El detective mantuvo la calma, se pellizcó y se aseguró de que aquello no era una pesadilla. Si los Reyes Magos no existen, pensó, entonces aquel tipo no podía ser otra cosa que un bromista o un caco. Y enseguida se decantó por la última hipótesis.
—«Ponga las manos donde pueda verlas y vuélvase muy despacio», le dije a aquel tipo que iba disfrazado de Rey Mago. Y él obedeció. Y entonces vi que se trataba del Rey Baltasar. ¿Por qué todo el mundo quiere ser el Rey Baltasar? Se diría que en este país simpatizamos mucho con los negros, pero luego somos más racistas que los yankis del sur profundo.
—Bueno, eso es casi imposible.
—Ahí has estado fino, muchacho.
—Pero siga, jefe.
El falso Baltasar se abalanzó sobre mi jefe aprovechando la oscuridad. El detective intentó retenerlo, pero se quedó con la peluca en la mano. Después de un forcejeo y unos golpes nada certeros, el escurridizo ladrón echó a correr calle arriba.
—Se notaba que era un profesional —me dijo el señor White.
A pesar de que el alcohol aún corría por las venas y por el cerebro del detective, lo persiguió y se lanzó en plancha, de manera que consiguió sujetarlo por los pies e inmovilizarlo. Aquel tipo se resistió durante un par de minutos hasta que no tuvo más remedio que rendirse a la evidencia de que el detective era más fuerte que él.
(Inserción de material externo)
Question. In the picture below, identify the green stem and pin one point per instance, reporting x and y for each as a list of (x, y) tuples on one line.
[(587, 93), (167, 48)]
—Bueno, en realidad se trataba de “ella”, porque era una mujer —añadió Arthur White.
–¿Qué me está contando?
—Lo que oyes, muchacho. Tenía dos tetas pequeñitas, pero tetas al fin y al cabo.
—¿Se la vio?
—No, no se las vi. Hay cosas que no hace falta ver ni tocar para saber que están ahí.
Me habría gustado apuntar aquella frase en mi libreta de escritor de novelas policíacas y criminales, pero estaba demasiado embobado con la narración como para sacar el bolígrafo.
—El ladrón, es decir, la ladrona yace ahora en la sombra del calabozo de esos policías ineptos.
—¿Está en el Retén?
—Allí, mismo, muchacho.
—Caramba, eso sí es una historia emocionante.
—Deberías escribirla, muchacho. ¿No es eso lo que hacen los escritores?